(“At Midnight I’ll Rip Out Your Soul”)
Production: Brazil, 1963-64
Director: José Mojica Marins
Not only the first proper horror film ever made in Brazil, but also the most original black-and-white essay in supernatural horror and gothic terror since Mario Bava’s Maschero Del Demonio, A Meia-Noite Levarei Sua Alma is the first dark masterpiece by José Mojica Marins. Marins himself plays the role of village undertaker Zé do Caixão (“Coffin Zé”), a bearded graveyard dandy in black top hat and cape. Zé, who has bizarre philosophies to match his appearance, cruelly holds sway over the superstitious locals, whom he holds in absolute contempt; in several scenes, he espouses a nihilistic credo which is part anti-religion, part Nietzschean intellectual supremacy. But above all, Zé – who is searching for a woman to bear him a son in order to continue his superior bloodline – is a sadist capable of stupendous acts of violence (signalled by his eyes – filmed in close-up – becoming bloodshot). These include severing a man’s fingers with a broken bottle, horse-whipping a man in a bar-fight, beating a woman to bloody pulp before raping her, and destroying a doctor’s eyes with his long fingernails before setting the wretch on fire. He also murders his wife – who is barren and therefore of no use to him – by tarantula bite, and brutally smashes another man’s skull with a poker before drowning him. Zé’s atheism is finally tested after his rape victim curses him – “at midnight I’ll rip out your soul!” – before hanging herself, and the local witch hounds him with prophesies of infernal damnation. In a drunken rage, the undertaker smashes up his own candlelit cemetery whilst screaming curses at the dead; later, during a violent thunderstorm, he is tormented by the voices of his victims and accusers, and shouts a challenge to Satan himself to appear and prove his existence. This leads to the film’s climactic sequence, a tour-de-force in which Zé, walking alone through the forest during the Night of the Dead, becomes more and more agitated and apprehensive; finally he sees the bloody ghost of the man he drowned, followed by the procession of the dead (shot in negative), who are carrying his own body in a burial casket. Returning to the morgue, Zé is driven to break open the coffins of his victims – the scene closes with his soul-rending scream as he beholds the rotting corpses, crawling with maggots and spiders. When the villagers find him, he is sprawled upside-down, his face contorted and disfigured, eyes bulging hideously and sightlessly; the clock strikes midnight.

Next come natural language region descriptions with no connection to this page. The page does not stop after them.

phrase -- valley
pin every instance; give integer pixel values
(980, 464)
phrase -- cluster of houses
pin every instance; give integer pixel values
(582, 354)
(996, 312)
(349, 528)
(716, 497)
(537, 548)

Running for around 80 minutes, A Meia-Noite Levarei Sua Alma is an oneiric framing of sadism, sexual mania, psychosis, blasphemy and metaphysical rage, visually adorned with all the accoutrements of voodoo, black magic and the grave. Its disturbing ambience is enhanced by a cacophonous soundtrack of screams, evil laughter, electronic noise, storms, discordant music, and massive reverb on the actors’ voices. It was a huge – and unexpected – hit in Brazil, leading Marins to return with an even more remarkable sequel, Esta Noite Encarnarei No Teu Cadáver (“Tonight I’ll Infest Your Corpse”), a spectro-sexual sado-trip into the very bowels of Hell.